Craig’s list uses pure html files to statically serve their posts instead of dynamically hosting them like many other sites. They do this because it is very easy to read bytes from disk, so their website can load very efficiently. The problem is if they have 100k posts and they want to change anything about the site, they have to change that in all 100k of those locations vs changing 1 location for dynamic websites. This can be considered server-side caching bc the post is written once and saved, then everyone else reads that exact same cached html file
Redis vs Memecache
https://stackoverflow.com/questions/10558465/memcached-vs-redis
Both are in-memory data stores that work as caches and can help speed up databases or anything that might be expensive to repeatidly generate
Redis is more popular and more powerful because it offers more features that memecahe. Memcache only supports strings while Redis can support all different data types and it has cluster support and persistence support when it loses power.
memcache is a great solution that stands for memory cache. You can say it is 1-tier above a MySQL database, some data is in RAM, but most of the data is searchable from a pkey or unique keys. Memcache is a server that is always running which stores data in RAM as key-value-pairs. One a key is searched, if it is not in the cache, it is added. Once the cache runs out, it performs a FIFO operation where the “first-in” is related to the index that was the last used and it removes that index and replaces it with the new one.
what is database partitioning?
This is when you partition a database to have certain data on different servers. FB did this early on when they partitioned MIT vs Hardvard users on different servers bc their 1 server was not large enough. You can also partition the users based on last name or some other data point
what does high availability mean in the context of a resource? (database, load balancer, server, ect)

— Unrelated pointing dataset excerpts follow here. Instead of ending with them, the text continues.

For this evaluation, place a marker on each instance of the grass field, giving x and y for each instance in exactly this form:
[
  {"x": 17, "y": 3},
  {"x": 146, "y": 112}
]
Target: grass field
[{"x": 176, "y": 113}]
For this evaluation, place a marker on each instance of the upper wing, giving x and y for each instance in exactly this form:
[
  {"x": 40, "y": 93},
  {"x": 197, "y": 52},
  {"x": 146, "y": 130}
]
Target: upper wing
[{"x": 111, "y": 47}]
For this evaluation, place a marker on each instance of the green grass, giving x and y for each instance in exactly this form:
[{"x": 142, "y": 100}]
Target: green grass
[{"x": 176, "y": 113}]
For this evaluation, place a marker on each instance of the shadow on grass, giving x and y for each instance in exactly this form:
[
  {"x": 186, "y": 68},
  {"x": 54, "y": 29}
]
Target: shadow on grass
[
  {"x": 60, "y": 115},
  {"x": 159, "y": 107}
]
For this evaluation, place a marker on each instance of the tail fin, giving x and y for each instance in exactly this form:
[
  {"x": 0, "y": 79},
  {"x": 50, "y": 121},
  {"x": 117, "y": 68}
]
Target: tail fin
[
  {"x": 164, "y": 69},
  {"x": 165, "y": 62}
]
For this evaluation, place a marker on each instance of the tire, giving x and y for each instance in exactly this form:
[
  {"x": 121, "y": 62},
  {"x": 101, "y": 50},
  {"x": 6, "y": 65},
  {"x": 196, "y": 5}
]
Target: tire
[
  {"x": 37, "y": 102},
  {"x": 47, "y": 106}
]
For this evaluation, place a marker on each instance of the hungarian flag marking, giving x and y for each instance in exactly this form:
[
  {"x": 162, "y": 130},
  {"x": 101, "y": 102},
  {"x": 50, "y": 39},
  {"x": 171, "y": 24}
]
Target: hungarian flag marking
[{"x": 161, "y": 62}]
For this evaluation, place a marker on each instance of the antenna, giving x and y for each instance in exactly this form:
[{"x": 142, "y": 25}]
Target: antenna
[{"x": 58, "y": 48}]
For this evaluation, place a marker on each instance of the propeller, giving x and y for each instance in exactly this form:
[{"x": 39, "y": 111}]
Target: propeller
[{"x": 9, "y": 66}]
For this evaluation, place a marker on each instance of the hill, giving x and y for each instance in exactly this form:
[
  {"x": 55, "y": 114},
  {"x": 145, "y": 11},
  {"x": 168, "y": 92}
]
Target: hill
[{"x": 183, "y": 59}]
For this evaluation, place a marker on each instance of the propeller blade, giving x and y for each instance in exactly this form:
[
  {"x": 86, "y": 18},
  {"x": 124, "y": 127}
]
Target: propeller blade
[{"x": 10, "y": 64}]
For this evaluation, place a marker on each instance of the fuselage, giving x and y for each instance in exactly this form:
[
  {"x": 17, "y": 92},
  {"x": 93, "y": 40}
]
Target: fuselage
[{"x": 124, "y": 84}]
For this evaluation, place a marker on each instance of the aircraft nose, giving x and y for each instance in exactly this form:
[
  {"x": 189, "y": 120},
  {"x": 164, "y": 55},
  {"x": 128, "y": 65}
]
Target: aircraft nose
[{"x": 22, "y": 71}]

https://docs.oracle.com/cd/B19306_01/server.102/b14210/overview.htm
HA or high availability means that each resource is constantly checking the status of the other ones in the cluster to make sure they are available; if one of them fails, it is quickly detected and remedied
Four characteristics of a HA system are:
- Reliability: they are robust and do not easily fail
- Recoverability: When a failure occurs, what do you do? You should know the errors that can occur ahead of time and plan for those errors accordingly so you can act fast. If a critical database table is deleted or access is lost, how do you plan to recover the table and give availability back to your customers?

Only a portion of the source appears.